Sul bisogno di essere compresi

di Adelina Detcheva

Nella stanza di terapia accadono molte cose. Alcune delle cose che accadono si collocano ad un livello base, implicito, non verbale; altre implicano un livello di complessità a diverso gradiente. 

L’esperienza del paziente di sentirsi compreso e il suo corrispettivo, l’atto di comprendere, da parte del clinico è, senza dubbio, una delle attività più basiche e, contemporaneamente, più complesse tra i vari accadimenti di un colloquio clinico.

Spesso sottovalutato dalla letteratura scientifica, comprendere vuol dire cogliere qualcosa di essenziale del funzionamento del paziente; qualcosa che gli altri (il contesto intorno, gli altri significativi) non sono riusciti a vedere, per i motivi più svariati; spesso, qualcosa che il paziente stesso fa fatica a mettere in una forma psichica, pur spinto dal bisogno profondo e primario di un qualcosa di indefinito. 

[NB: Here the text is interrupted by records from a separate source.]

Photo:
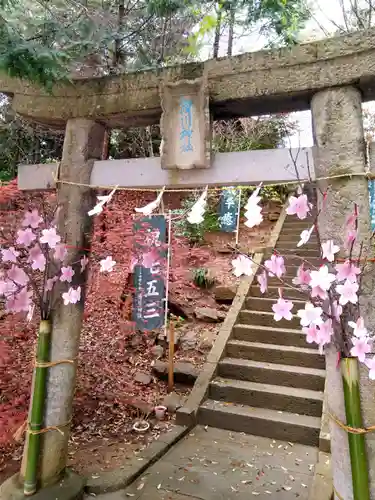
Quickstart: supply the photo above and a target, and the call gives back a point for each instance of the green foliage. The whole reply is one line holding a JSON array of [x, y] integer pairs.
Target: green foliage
[[203, 278], [280, 19], [195, 232]]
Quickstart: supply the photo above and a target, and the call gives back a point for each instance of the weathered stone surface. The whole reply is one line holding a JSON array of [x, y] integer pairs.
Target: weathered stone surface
[[261, 82], [188, 340], [208, 340], [143, 378], [184, 373], [173, 401], [209, 314], [338, 133], [225, 294]]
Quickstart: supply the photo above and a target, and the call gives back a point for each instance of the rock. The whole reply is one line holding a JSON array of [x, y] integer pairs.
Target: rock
[[188, 341], [143, 378], [173, 402], [225, 294], [209, 314], [184, 373], [157, 351], [273, 216], [208, 340]]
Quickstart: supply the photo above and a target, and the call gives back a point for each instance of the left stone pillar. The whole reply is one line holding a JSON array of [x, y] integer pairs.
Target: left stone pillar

L’atto di ‘comprendere-essere compresi’ dona l’opportunità della coppia a lavoro nella stanza di terapia di cogliere una totalità dell’esperienza psichica del paziente e non un suo frammento. 

Dotata di queste qualità di essenzialità e globalità, la comprensione psicoanalitica apre alla libera circolazione dell’affettività, a traiettorie di senso in evoluzione, nonché all’ossigenazione di zone psichiche in precedenza sopite ma fondamentali per sentirsi vivi e interi.